The model emits a tools array containing one such name, the provider receives it, and the provider rejects the request:
{
"type": "error",
"error": {
"type": "invalid_request_error",
"message": "tools.0.name: String should have at most 64 characters"
}
}Same error from AWS Bedrock. Same error from native Anthropic. The OpenAI API rejected with a slightly different shape but the same outcome — 64 characters, no more.
The MCP specification at the time was silent on tool name length. The Anthropic SDK schema documented a length but did not enforce it client-side. The tools/list endpoint accepted whatever the server returned. The mismatch lived at the provider boundary, and the provider was unforgiving.
How three providers agreed without speaking
I ran the same payload against all three majors to confirm the cap was real and consistent. Every one of them rejected at > 64:
| Provider | Error |
|---|---|
| AWS Bedrock (Anthropic) | ValidationException: tool name length must be less than or equal to 64 |
| Native Anthropic Messages | invalid_request_error: tools.0.name: String should have at most 64 characters |
| OpenAI Chat Completions | BadRequestError: tools[0].function.name should be at most 64 characters |
Three companies, three independent SDK teams, one shared decision: roughly ^[a-zA-Z0-9_-]{1,64}$ for tool identifiers. None of them documented the choice prominently in their getting-started guides; none of them deviated from it.

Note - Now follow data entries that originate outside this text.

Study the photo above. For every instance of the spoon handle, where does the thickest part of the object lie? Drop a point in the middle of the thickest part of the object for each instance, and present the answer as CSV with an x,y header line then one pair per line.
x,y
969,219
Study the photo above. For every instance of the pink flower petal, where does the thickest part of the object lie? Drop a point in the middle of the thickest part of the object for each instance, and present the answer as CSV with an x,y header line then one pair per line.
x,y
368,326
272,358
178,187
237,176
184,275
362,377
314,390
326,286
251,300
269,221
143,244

The MCP ecosystem had been bumping into the limit for months. The issue tracker on anthropics/claude-code alone carries several variants of the same bug:
- #19882 — Tool search fails when MCP tool names exceed 64 chars
- #20983 — MCP plugin tool names exceed 64-character API limit
- #21050 — MCP tool name exceeds 64 character limit with UUID-based server IDs
- #21136 — API Error 400: MCP tool names exceeding 64 character limit
- #23149 — Plugin MCP tool names can exceed API's 64-character limit
From the other side of the contract, github/github-mcp-server opened issue #520 — 64-Character Limit on Tool Names Conflicts with MCP Spec — Should Be Removed or Configurable. Same number, different angle. The spec said one thing (or rather, said nothing); the implementations all said another.
The shape of the fix
Two patterns proved enough to close the gap. I'll describe them in the abstract rather than copy-paste production code, but the shape is straightforward enough to implement from the description.

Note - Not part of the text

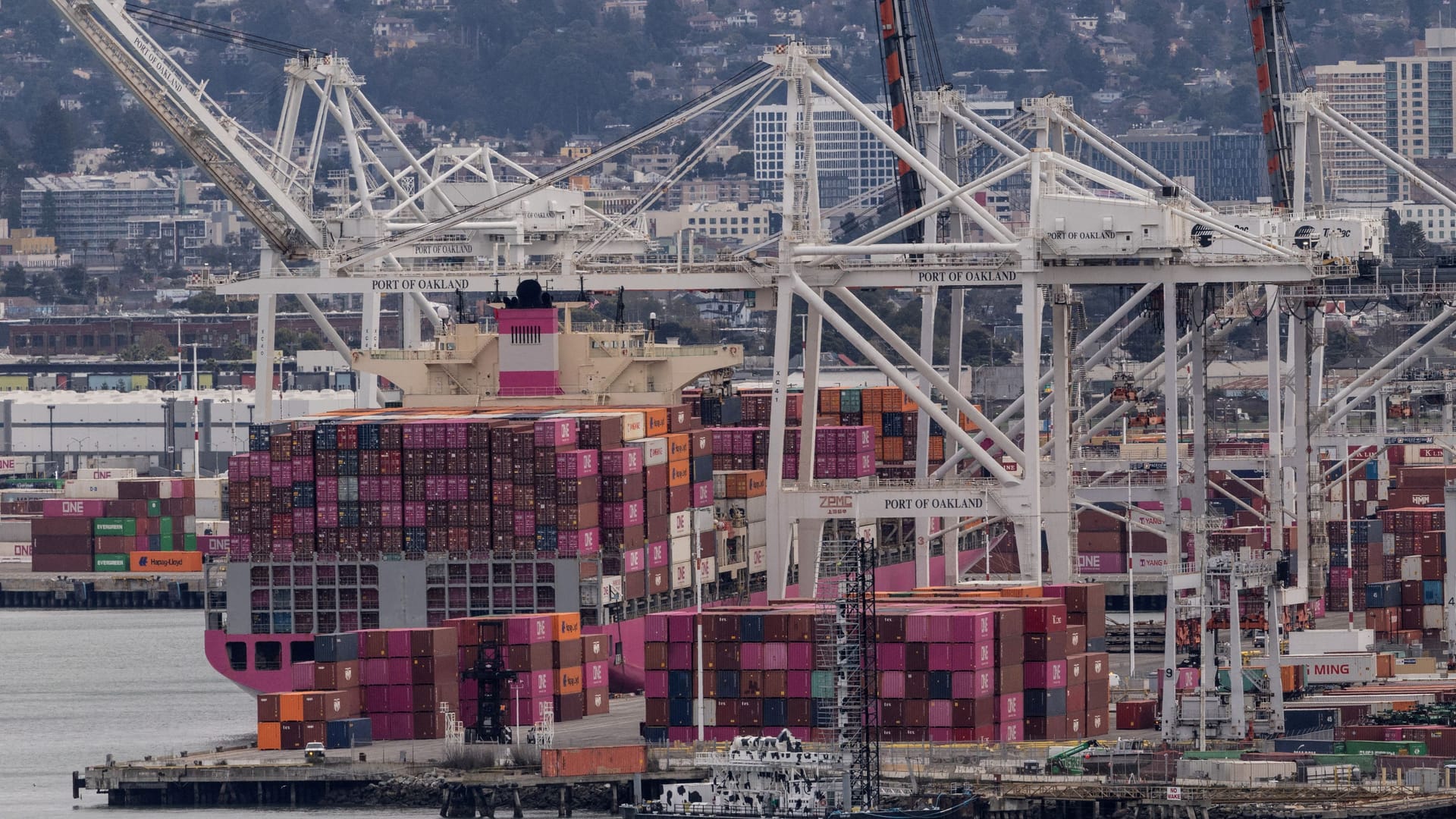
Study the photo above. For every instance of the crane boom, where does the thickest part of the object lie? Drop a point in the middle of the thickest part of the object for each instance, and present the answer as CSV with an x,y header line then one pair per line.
x,y
265,184
1277,74
902,77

A runtime alias sanitiser. When the MCP client builds its tool registry, every name that exceeds 64 characters is rewritten to a stable, deterministic alias that fits. The two non-obvious bits:
- The shortened name must preserve the
mcp__<server>__<tool>shape so existing routing logic keeps working. Hashing the server segment to a short, stable prefix (a 12-char digest of a cryptographic hash works fine) and keeping the tool segment human-readable hits both goals — the alias survives a router restart, identical servers map to identical aliases, and the tool stays recognisable in traces and logs. - The mapping must be bidirectional. The model emits an alias on turn N, the provider returns it on the tool-call response, and the router needs to translate it back to the underlying MCP tool to actually invoke anything.
A pre-flight validator at the server-registration boundary. Servers that publish tool names with no plausible 64-char shortening — names that lack the mcp__server__tool structure, or names so long the shortened form still overflows — are refused at registration time. Failing fast at the registration boundary is cheaper than triaging an outage at the provider boundary.
The combined effect is that any MCP server can publish whatever name it likes, the router quietly normalises it to a provider-safe form, and the model never sees a name it can't actually call.
What SEP-986 changes
Shortly after our outage, SEP-986 — Specify Format for Tool Names opened against the MCP specification. The proposal: tool names are 1–64 characters, alphanumeric plus _, -, ., case-sensitive. It is the exact set every major provider had been enforcing in private.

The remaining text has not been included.